The existence of these schools is important, because otherwise, your results are going to be fairly muddled. Some schools will do better, some will do worse, but you aren't going to get a clarion call for anything in particular that transcends the eternal debates in education (some schools of all types will do well, some poorly...).

But once your schools that are specifically optimized for high test scores, you're going to get some consistent winners -- the best optimizers -- and then you can turn the crank and start pushing for more schools on the score-optimizing model, based on their "objective" superiority.

By the way, most of these schools focus on "college" as a proxy for "high test scores," since you generally don't want to tell the parents and kids that the numbers are an end in themselves. So "college" works, since "high test scores" and "doing well in yet more school" are generally well aligned, and once we've got our new "college and career readiness standards" done, there will be no rhetorical gap there at all.

Anyhow, my point is that the existence of a significant number of these schools is the biggest "new" thing of the decade in US K-12 education.

Honorable Mention #1: Broad Academy

A brilliant move; it is like Microsoft training all of Apple's executives.
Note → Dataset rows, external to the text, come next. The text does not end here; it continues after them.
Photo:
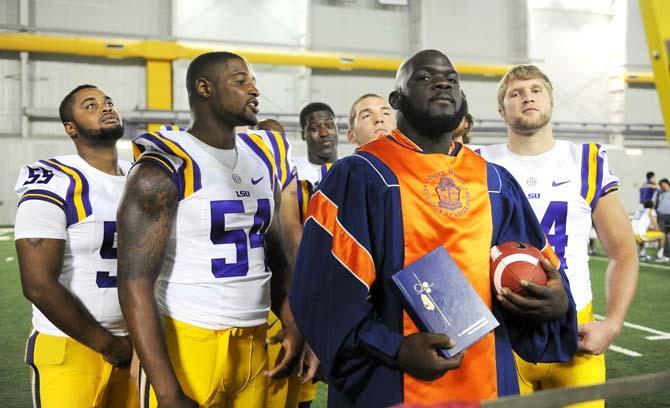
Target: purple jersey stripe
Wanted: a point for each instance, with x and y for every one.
(246, 139)
(277, 156)
(166, 166)
(599, 177)
(197, 177)
(300, 199)
(585, 170)
(30, 360)
(70, 210)
(197, 184)
(84, 188)
(613, 186)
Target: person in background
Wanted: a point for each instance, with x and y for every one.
(462, 132)
(370, 117)
(663, 211)
(645, 226)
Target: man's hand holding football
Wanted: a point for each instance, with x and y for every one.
(548, 302)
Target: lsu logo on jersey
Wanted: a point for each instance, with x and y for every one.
(447, 193)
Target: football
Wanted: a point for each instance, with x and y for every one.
(514, 261)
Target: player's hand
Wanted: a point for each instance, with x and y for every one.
(418, 356)
(548, 302)
(596, 337)
(119, 352)
(292, 344)
(308, 365)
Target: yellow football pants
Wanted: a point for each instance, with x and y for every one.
(216, 368)
(584, 369)
(65, 373)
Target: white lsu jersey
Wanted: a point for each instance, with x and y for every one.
(214, 274)
(563, 186)
(89, 199)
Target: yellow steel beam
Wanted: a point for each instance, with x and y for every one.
(639, 77)
(169, 51)
(656, 19)
(159, 88)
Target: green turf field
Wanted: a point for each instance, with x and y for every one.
(650, 310)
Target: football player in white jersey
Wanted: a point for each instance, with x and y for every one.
(65, 231)
(195, 225)
(570, 188)
(370, 117)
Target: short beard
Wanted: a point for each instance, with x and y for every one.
(432, 125)
(523, 125)
(103, 136)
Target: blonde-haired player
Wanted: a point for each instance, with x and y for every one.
(65, 231)
(570, 188)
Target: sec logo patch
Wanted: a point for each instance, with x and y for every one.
(447, 194)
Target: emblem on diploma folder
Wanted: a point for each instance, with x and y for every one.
(440, 299)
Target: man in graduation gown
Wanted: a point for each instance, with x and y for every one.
(382, 208)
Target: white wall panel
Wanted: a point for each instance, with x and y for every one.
(374, 31)
(146, 18)
(642, 106)
(124, 82)
(578, 51)
(482, 99)
(473, 31)
(9, 11)
(272, 22)
(10, 91)
(340, 90)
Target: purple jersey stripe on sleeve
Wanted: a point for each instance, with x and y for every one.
(585, 170)
(246, 139)
(84, 188)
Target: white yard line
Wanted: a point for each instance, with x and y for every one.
(625, 351)
(659, 335)
(649, 265)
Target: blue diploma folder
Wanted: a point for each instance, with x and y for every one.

Honorable Mention #2: OLPC
By the end of this decade, every student in the country will be carrying some kind of electronic device, because of OLPC, there is at least one vision for a computer designed to meet the needs of students first and foremost (as opposed to businessmen, consumers, or publishers and record companies), even if that vision has still not been fully realized. If there was no OLPC, all we'd be able to do is say "not a Kindle, not an iPhone, not a $800 laptop" wave our arms around, and watch people's eyes glaze over as we describe our arcane geek fantasies.